Re: [RFC PATCH] mm: thp: implement THP reservations for anonymous memory

From: Zi Yan
Date: Fri Nov 09 2018 - 10:34:14 EST


On 9 Nov 2018, at 8:11, Mel Gorman wrote:

> On Fri, Nov 09, 2018 at 03:13:18PM +0300, Kirill A. Shutemov wrote:
>> On Thu, Nov 08, 2018 at 10:48:58PM -0800, Anthony Yznaga wrote:
>>> The basic idea as outlined by Mel Gorman in [2] is:
>>>
>>> 1) On first fault in a sufficiently sized range, allocate a huge page
>>> sized and aligned block of base pages.

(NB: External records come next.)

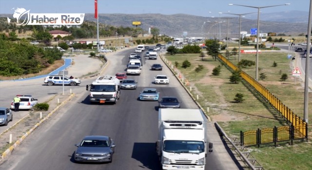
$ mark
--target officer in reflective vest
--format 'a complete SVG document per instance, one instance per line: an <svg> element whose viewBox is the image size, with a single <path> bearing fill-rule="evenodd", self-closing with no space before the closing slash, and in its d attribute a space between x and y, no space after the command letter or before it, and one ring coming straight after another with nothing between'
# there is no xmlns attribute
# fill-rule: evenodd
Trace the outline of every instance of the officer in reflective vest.
<svg viewBox="0 0 312 170"><path fill-rule="evenodd" d="M20 99L19 97L19 96L16 96L16 97L13 99L13 101L14 102L14 111L18 112L19 108L20 107Z"/></svg>

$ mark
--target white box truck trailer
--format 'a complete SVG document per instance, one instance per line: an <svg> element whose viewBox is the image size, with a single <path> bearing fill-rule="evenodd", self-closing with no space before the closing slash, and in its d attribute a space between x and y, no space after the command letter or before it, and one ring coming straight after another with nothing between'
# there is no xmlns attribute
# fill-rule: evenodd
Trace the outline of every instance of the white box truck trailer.
<svg viewBox="0 0 312 170"><path fill-rule="evenodd" d="M159 109L157 153L163 170L203 170L213 144L199 109Z"/></svg>
<svg viewBox="0 0 312 170"><path fill-rule="evenodd" d="M120 95L120 81L115 76L99 76L92 84L86 85L90 91L90 102L116 103Z"/></svg>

Map the base page
>>> corresponding to the fault address and hold the rest of the pages in
>>> reserve.
>>> 2) On subsequent faults in the range, map the pages from the reservation.
>>> 3) When enough pages have been mapped, promote the mapped pages and
>>> remaining pages in the reservation to a huge page.
>>> 4) When there is memory pressure, release the unused pages from their
>>> reservations.
>>
>> I haven't yet read the patch in details, but I'm skeptical about the
>> approach in general for few reasons:
>>
>> - PTE page table retracting to replace it with huge PMD entry requires
>> down_write(mmap_sem). It makes the approach not practical for many
>> multi-threaded workloads.
>>
>> I don't see a way to avoid exclusive lock here. I will be glad to
>> be proved otherwise.
>>
>
> That problem is somewhat fundamental to the mmap_sem itself and
> conceivably it could be alleviated by range-locking (if that gets
> completed). The other thing to bear in mind is the timing. If the
> promotion is in-place due to reservations, there isn't the allocation
> overhead and the hold times *should* be short.
>

Is it possible to convert all these PTEs to migration entries during
the promotion and replace them with a huge PMD entry afterwards?
AFAIK, migrating pages does not require holding a mmap_sem.
Basically, it will act like migrating 512 base pages to a THP without
actually doing the page copy.

--
Best Regards
Yan Zi

Attachment: signature.asc
Description: OpenPGP digital signature